Wouldn't the idea of saying that requiring 1.4 technically count as an agreement for use anyway? Because otherwise, it just seems like the suggestion here is that we copypasta 1.4 license just to say it's a patch rather than a mod when there's very little or no real threat of legal action. It just really feels like unneeded legwork for a non-"word of god" work-in-progress only to merely call a work one thing or another.
It a simple case of 'patches are meant to replace', 'mods are meant to stand alongside'. I don't understand why Apollo/Dx needs to change that and make 1.5 a mod.
Although I loathe to jump into this argument, here I am doing so.
As to the mods vs patches debate. I dunno. Grey area maybe. Yes, a mod fundamentally changes things, either under the hood or cosmetically. A patch fixes things and may add some elements.
That being said, and further to the 'legal' argument, can even an "unofficial patch" be considered legal if it was created using source code that is not open source and developed without the IP owners involvement?
HitchcockGreen wrote:Although I loathe to jump into this argument, here I am doing so.

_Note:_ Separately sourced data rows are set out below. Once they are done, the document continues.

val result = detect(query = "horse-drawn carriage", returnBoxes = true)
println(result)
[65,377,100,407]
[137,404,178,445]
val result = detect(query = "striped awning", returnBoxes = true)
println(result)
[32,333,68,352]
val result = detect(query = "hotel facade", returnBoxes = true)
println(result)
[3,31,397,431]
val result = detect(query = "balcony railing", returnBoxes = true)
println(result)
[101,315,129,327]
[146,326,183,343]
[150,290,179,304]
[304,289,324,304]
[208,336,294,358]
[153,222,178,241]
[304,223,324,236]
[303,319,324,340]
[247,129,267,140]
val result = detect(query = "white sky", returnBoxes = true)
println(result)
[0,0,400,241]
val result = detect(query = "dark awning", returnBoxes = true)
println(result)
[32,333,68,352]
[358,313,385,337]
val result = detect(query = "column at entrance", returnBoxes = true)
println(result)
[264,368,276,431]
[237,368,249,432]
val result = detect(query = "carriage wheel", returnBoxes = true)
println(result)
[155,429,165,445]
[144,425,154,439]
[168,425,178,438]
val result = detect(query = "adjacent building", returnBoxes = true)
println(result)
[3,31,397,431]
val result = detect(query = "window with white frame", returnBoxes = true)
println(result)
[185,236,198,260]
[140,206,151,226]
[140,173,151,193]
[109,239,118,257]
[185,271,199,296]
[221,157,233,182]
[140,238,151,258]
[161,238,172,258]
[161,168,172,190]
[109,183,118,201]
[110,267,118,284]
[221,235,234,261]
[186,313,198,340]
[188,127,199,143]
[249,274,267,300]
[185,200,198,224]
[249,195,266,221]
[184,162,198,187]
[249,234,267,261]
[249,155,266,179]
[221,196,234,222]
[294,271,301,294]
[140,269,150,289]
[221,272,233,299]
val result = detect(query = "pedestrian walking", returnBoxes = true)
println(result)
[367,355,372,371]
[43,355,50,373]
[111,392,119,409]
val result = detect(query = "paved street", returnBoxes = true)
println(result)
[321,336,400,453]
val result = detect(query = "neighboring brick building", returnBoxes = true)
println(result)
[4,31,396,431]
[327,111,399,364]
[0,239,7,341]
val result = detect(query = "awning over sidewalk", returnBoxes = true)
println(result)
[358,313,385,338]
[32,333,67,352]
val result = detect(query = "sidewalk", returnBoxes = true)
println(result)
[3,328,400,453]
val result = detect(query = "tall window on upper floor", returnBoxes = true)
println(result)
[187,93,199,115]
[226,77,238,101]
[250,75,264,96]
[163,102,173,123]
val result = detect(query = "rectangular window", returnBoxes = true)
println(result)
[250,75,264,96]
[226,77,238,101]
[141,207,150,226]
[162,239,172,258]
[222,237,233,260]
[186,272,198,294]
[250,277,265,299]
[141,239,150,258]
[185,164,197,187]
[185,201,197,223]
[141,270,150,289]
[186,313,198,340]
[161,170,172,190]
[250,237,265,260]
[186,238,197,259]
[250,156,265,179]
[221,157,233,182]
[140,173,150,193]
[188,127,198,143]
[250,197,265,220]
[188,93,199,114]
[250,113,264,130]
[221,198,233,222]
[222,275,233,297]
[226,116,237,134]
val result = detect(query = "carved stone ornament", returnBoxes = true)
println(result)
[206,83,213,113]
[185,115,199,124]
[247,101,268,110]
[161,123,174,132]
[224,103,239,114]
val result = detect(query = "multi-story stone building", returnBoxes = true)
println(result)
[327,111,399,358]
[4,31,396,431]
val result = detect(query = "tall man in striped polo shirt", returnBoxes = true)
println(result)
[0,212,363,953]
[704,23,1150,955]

As to the mods vs patches debate. I dunno. Grey area maybe. Yes, a mod fundamentally changes things, either under the hood or cosmetically. A patch fixes things and may add some elements.

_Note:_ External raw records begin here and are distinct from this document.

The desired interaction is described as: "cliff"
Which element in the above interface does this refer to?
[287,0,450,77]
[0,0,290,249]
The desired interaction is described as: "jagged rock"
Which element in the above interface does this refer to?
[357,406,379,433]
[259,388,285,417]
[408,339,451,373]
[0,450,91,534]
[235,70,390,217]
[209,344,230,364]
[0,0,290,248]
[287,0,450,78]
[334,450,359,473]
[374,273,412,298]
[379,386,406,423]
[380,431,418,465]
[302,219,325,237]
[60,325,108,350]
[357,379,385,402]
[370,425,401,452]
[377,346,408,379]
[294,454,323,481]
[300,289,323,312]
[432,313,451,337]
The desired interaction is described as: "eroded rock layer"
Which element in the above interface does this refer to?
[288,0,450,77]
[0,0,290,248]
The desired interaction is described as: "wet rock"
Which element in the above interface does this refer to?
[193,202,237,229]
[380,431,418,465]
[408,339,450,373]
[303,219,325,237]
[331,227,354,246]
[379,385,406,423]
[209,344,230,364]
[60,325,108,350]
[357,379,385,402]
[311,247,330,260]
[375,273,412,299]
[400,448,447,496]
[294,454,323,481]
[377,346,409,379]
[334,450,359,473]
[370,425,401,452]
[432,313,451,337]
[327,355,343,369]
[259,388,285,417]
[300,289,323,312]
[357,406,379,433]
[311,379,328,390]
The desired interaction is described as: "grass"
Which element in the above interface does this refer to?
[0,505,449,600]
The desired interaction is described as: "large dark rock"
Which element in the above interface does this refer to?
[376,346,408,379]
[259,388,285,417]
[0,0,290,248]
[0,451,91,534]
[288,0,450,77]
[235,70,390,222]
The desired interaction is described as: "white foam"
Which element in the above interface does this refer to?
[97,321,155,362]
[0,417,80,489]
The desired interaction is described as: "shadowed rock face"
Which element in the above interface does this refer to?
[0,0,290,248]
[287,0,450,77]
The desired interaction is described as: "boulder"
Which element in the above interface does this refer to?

That being said, and further to the 'legal' argument, can even an "unofficial patch" be considered legal if it was created using source code that is not open source and developed without the IP owners involvement?
Either way, who cares.
Unofficial patches get made all the time by the IP owners. Official status only makes the publisher support it, thus, a publisher can turn and tell the dev NO, and it becomes unofficial or beta (BZ2's 1.2 for example), or, the dev might tell its employee that they can patch it but that it wont be supported by the company because the official life cycle is over. Ignoring the fact that by the definition of a patch has to do with purpose and not origin.